La pièce qui forme le premier étage a perdu la moitié de sa voûte, qui était semblable à celle de la salle inférieure, et ses murs ont disparu en grande partie sur deux de ses faces. Cependant on y reconnaît facilement les meurtrières percées vers les dehors du château. Eclairée par une baie carrée, une large arcade s'ouvre au-dessus de la porte de la tour : c'est là qu'était placé le treuil de la herse, dont les scellements se voient encore dans le mur. Dans l'embrasure de cette fenêtre se trouve l'escalier qui conduisait à la plateforme; on accédait aussi par cet escalier à des latrines ménagées en encorbellement sur la face nord de la tour.
Quant au couronnement, qui formait les défenses principales, lorsque je levai les plans de ce donjon en 1859, il en restait juste assez pour qu'on pût juger que le parapet s'élevait beaucoup au-dessus du niveau de la plate-forme. Il présentait deux étages de défenses; le bas était percé de meurtrières pour le jeu des machines, tandis qu'au-dessus régnait une banquette prise sur l'épaisseur du mur et bordée d'un parapet crénelé. Je viens de dire qu'au premier étage la moitié de la voûte, et une partie des murs Est et Sud tournés vers les dehors du château, manquaient aujourd'hui. Cette portion de la tour paraît avoir été démolie en 1190 (2) par ordre de Salah-ed-din, qui redoutait alors l'arrivée des croisés allemands.
Le passage suivant de Vilbrand d'Oldenbourg, qui visita Giblet en 1212, nous apprend que ce donjon était tellement solide que les ouvriers musulmans durent se borner à le mettre hors d'état de défense (3) : "(Giblet.) Hec est civitas parva, habens turrim quandam amplam et munitissimam, unicum sue defensionis solacium, in qua Sarraceni, cum ipsam avellere laborarent, multos sudores sepius perdiderunt et expensas; qui tamen omnem (munitionem) ipsius civitatis destruxerunt."

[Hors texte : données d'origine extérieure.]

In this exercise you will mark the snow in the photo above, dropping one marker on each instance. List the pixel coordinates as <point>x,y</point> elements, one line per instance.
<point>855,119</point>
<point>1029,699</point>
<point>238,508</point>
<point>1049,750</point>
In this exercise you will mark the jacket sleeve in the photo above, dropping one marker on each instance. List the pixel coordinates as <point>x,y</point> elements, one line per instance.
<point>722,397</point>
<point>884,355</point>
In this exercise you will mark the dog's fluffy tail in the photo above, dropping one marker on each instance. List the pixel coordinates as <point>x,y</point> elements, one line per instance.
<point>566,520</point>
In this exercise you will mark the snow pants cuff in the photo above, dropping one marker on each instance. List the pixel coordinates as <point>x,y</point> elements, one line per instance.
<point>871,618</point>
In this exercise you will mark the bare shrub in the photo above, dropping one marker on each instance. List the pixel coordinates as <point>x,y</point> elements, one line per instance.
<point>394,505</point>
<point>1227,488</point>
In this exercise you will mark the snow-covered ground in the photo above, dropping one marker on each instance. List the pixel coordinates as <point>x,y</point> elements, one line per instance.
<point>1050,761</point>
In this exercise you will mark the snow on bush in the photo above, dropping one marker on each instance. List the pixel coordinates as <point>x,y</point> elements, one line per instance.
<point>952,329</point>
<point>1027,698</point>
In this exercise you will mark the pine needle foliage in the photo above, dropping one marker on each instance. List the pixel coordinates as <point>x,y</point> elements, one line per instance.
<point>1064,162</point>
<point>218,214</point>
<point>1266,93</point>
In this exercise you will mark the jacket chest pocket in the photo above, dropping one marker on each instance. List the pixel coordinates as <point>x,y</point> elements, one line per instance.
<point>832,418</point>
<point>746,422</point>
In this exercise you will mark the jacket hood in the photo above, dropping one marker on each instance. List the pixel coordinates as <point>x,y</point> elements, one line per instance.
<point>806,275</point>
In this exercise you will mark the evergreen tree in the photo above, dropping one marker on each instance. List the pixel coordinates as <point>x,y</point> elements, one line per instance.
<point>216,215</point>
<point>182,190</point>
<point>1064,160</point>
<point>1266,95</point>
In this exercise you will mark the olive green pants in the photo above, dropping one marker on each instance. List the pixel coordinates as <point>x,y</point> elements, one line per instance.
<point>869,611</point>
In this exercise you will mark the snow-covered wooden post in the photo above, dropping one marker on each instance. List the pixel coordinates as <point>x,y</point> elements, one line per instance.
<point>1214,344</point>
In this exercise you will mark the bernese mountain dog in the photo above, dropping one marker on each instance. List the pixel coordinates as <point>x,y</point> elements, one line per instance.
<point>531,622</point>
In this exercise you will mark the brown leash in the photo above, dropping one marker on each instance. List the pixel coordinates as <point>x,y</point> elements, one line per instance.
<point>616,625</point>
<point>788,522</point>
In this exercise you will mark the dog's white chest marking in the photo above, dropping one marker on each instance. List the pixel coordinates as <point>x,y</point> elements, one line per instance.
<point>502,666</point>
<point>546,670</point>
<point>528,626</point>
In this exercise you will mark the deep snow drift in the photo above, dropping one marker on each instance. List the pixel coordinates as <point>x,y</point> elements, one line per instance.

Si nous concluons, d'après ce texte, qu'au commencement du XIIIe siècle la tour était déjà dans l'état où nous la voyons, nous ne saurions douter qu'elle n'ait été élevée par l'un des quatre premiers seigneurs de Giblet.
Nous savons que Hugues III, dit le Boiteux, ayant été fait prisonnier par les musulmans à la bataille de Hattin, rendit à Salah-ed-din pour sa rançon la ville et le château de Giblet (4). Par conséquent, en 1197, les seigneurs de Giblet se seraient bornés à relever à la hâte l'enceinte de la ville, dont l'importance militaire était alors presque nulle, sans s'occuper de la restauration du château. Ce qui me confirme dans cette idée, c'est que, durant le XIIIe siècle, il n'est fait aucune mention de cette forteresse par les historiens des croisades.

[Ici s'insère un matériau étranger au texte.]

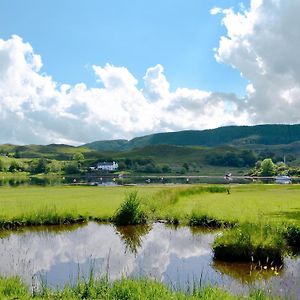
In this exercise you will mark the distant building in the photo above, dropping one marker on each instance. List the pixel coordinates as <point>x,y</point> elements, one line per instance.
<point>283,179</point>
<point>107,166</point>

1. Guillaume de Tyr, livre I, chapitre VIII. - Familles d'Outre-Mer, pages 316 et suivante.
2. Continuateur de Guillaume de Tyr, I, XXV, chapitre II.
3. Perigrinatores medii quatuor, page 167. Editions Laurent. Leipsick 1864.
4. Familles d'Outre-Mer, les seigneurs de Gibelet
Sources : Rey (Emmanuel Guillaume), Etude sur les monuments de l'architecture militaire des croisés en Syrie et dans l'Ile de Chypre. Paris, Imprimerie Nationale M. DCCC. LXXI.